2. Withdrawing from classes

Every school has a drop date, which is the last day you can drop a class and get a refund on your course fees. If you drop a class after that date, it’s considered a withdrawal, which means no refund.

A withdrawal means you’re throwing away those course fees. Be aware of the drop date every semester and drop any classes you don’t want by that deadline.

3. Not working

Work shouldn't interfere with your studies, but you can still make money while you’re in school. On-campus jobs are a great choice for students, as are part-time jobs with evening or weekend shifts, such as working in a restaurant.

Even if your schedule is too packed during the school year, you can always get a summer job and build up your savings.

4. Borrowing too much

If you need student loans for school, your goal should be to borrow as little as possible to cover your expenses. It may sound nice to have plenty of cash while you’re in school, but it makes your life more difficult when you graduate.

You should also compare your likely salary to how much you’ll need to borrow. One common guideline is that your total student loan debt when you leave school should be less than your first year’s starting salary.

5. Not making student loan payments during college

Since you typically aren’t required to start paying back student loans until six months after you graduate, many students figure they’ll make it easy on themselves and wait until then to make their payments.

A better approach is to make payments while you’re in school, even if it’s a small amount or you can’t do it every month. This cuts down on how much interest your loans accrue and could save you quite a bit in student loan debt.

6. Misusing student loan funds

Although students are usually smart about how they use their student loans, a few use that money irresponsibly. Some use their funds for nights out, and there are even students who have used student loans to finance expensive vacations.

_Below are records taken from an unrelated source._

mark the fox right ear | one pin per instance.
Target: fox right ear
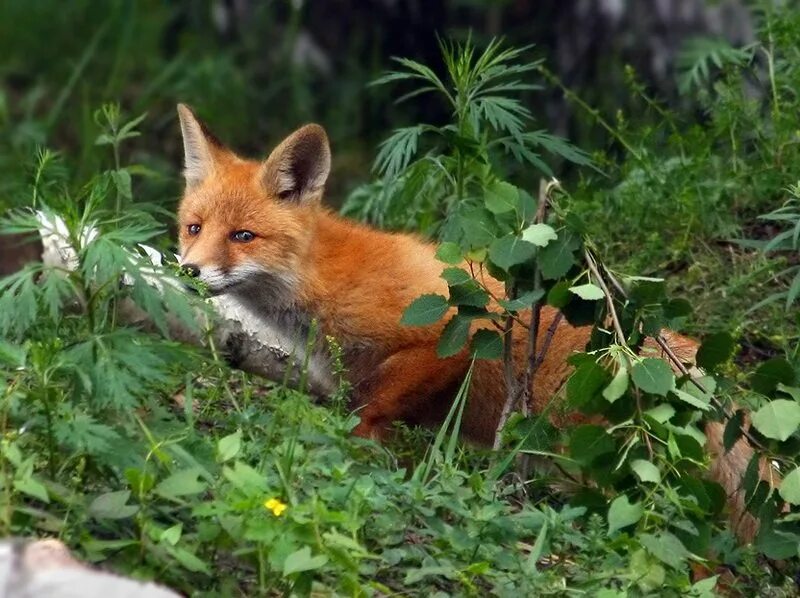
(200, 147)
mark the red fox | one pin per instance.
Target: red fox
(257, 229)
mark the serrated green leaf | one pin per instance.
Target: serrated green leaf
(32, 487)
(510, 250)
(654, 376)
(229, 446)
(501, 197)
(558, 257)
(172, 535)
(425, 310)
(646, 471)
(586, 383)
(778, 419)
(181, 483)
(691, 399)
(455, 276)
(524, 301)
(622, 513)
(771, 373)
(617, 386)
(539, 234)
(589, 442)
(454, 336)
(301, 560)
(449, 253)
(113, 505)
(588, 292)
(667, 548)
(715, 350)
(790, 487)
(487, 344)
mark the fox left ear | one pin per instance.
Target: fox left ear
(201, 149)
(297, 169)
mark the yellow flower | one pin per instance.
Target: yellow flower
(276, 506)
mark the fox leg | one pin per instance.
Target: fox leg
(405, 386)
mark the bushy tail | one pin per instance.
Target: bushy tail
(728, 469)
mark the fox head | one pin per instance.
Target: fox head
(246, 225)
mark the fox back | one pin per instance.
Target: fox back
(256, 230)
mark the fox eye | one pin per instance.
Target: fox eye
(243, 236)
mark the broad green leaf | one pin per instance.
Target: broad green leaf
(449, 253)
(778, 419)
(666, 547)
(12, 355)
(468, 293)
(487, 344)
(425, 310)
(694, 401)
(649, 574)
(113, 505)
(510, 250)
(792, 391)
(588, 292)
(653, 375)
(705, 588)
(245, 478)
(646, 471)
(501, 197)
(790, 487)
(618, 385)
(32, 487)
(228, 447)
(301, 560)
(524, 301)
(539, 234)
(715, 350)
(586, 383)
(455, 276)
(181, 483)
(588, 442)
(187, 559)
(771, 373)
(558, 257)
(661, 413)
(172, 535)
(622, 513)
(454, 336)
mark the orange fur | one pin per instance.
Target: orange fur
(305, 262)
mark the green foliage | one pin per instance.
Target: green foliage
(433, 176)
(236, 475)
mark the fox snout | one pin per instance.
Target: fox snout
(192, 270)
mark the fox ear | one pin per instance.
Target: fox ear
(200, 147)
(297, 169)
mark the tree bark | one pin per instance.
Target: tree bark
(247, 341)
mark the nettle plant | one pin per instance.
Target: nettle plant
(642, 469)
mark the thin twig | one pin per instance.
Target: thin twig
(508, 369)
(612, 311)
(662, 343)
(551, 330)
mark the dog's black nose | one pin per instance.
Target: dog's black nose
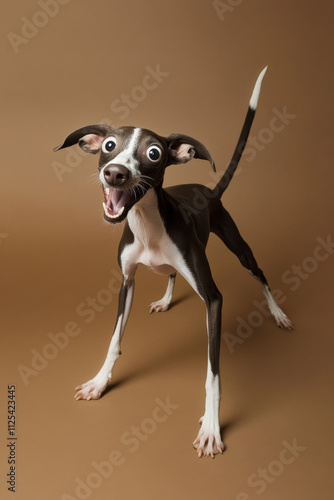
(116, 175)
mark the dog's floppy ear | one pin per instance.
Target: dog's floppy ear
(182, 148)
(89, 138)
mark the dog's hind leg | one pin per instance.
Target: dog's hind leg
(163, 304)
(225, 228)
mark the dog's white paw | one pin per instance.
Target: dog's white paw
(159, 306)
(283, 321)
(208, 441)
(92, 389)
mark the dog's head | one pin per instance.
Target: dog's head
(132, 161)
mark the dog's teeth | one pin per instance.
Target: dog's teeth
(109, 215)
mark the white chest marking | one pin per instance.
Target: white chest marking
(152, 246)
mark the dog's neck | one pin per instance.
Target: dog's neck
(145, 219)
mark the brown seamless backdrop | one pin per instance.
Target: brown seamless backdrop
(177, 66)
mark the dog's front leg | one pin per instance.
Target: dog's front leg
(95, 387)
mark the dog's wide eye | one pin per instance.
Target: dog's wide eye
(153, 153)
(109, 145)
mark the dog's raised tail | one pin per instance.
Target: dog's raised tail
(226, 179)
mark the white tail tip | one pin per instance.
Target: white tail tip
(256, 92)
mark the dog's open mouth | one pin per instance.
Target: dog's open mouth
(117, 202)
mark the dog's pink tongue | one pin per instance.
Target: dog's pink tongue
(116, 199)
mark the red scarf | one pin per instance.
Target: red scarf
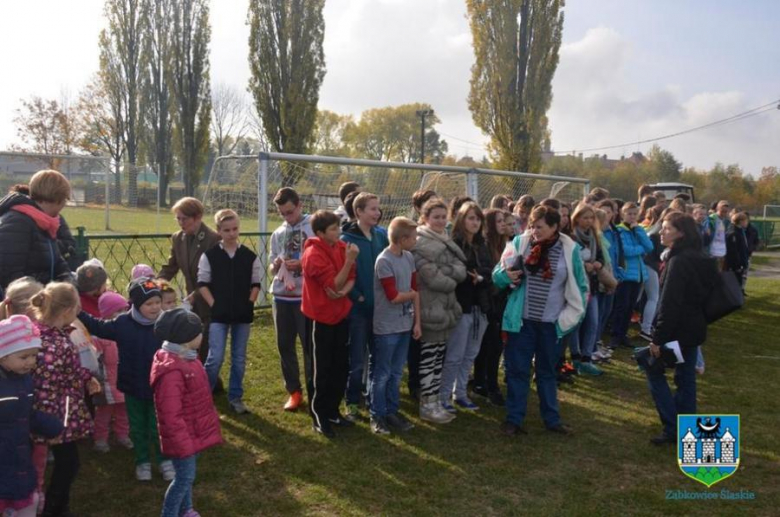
(538, 259)
(45, 222)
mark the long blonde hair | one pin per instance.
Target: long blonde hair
(18, 297)
(54, 300)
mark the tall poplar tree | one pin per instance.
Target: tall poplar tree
(516, 45)
(287, 66)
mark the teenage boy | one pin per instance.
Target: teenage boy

College isn’t the time to live large on borrowed money. You may enjoy yourself in the moment, but you’ll regret it when you have to pay everything back.

You should only use your student loans the way they’re intended -- for educational costs and essential living expenses.

7. Overpaying for housing

At many schools, you’ll have the option of living in either the standard dorms or a more expensive unit with better amenities and more privacy. The other option is to live off-campus, which provides the most freedom, but will also probably cost the most.

Aim to keep your housing costs as low as possible. Even an extra $200 per month in rent is another $1,800 per school year, assuming you’re spending nine months on-campus.

8. Not budgeting

When you’re in college, you may not think about budgeting because you haven’t had to do it before. Or you could figure that you’ll put it off until you’re working full-time.

The problem with this approach is that it’s easy to overspend when you have no idea where your money’s going. You need a budget that specifies how much you can spend monthly in categories such as food and entertainment. Then, you need to track your spending (budgeting apps are great for this) to ensure you’re not going over those limits.

9. Taking too long to graduate

There’s nothing wrong with enjoying your college experience, and you don’t want to take on such a large workload that your performance suffers. But you also shouldn’t relax your pace too much. Each extra semester you spend in school adds your college costs.

To avoid this, make sure you:

  • think long and hard about your major so you don’t decide to switch it after years of work,
  • find out which courses you’ll need and the order you need to take them, and
  • register early for courses to avoid missing out on any that you need.

Making the right money moves in college

Although there are many potential money mistakes you can make as a college student, you don’t need to be a finance expert to avoid them. All you need to do is focus on a few key points:

  • Maximize your financial aid.
  • Minimize your student loan debt.
  • Keep an eye on your spending.
  • Get through school in a reasonable amount of time.

If you can do those things, you'll graduate in a lot better shape than many of your classmates!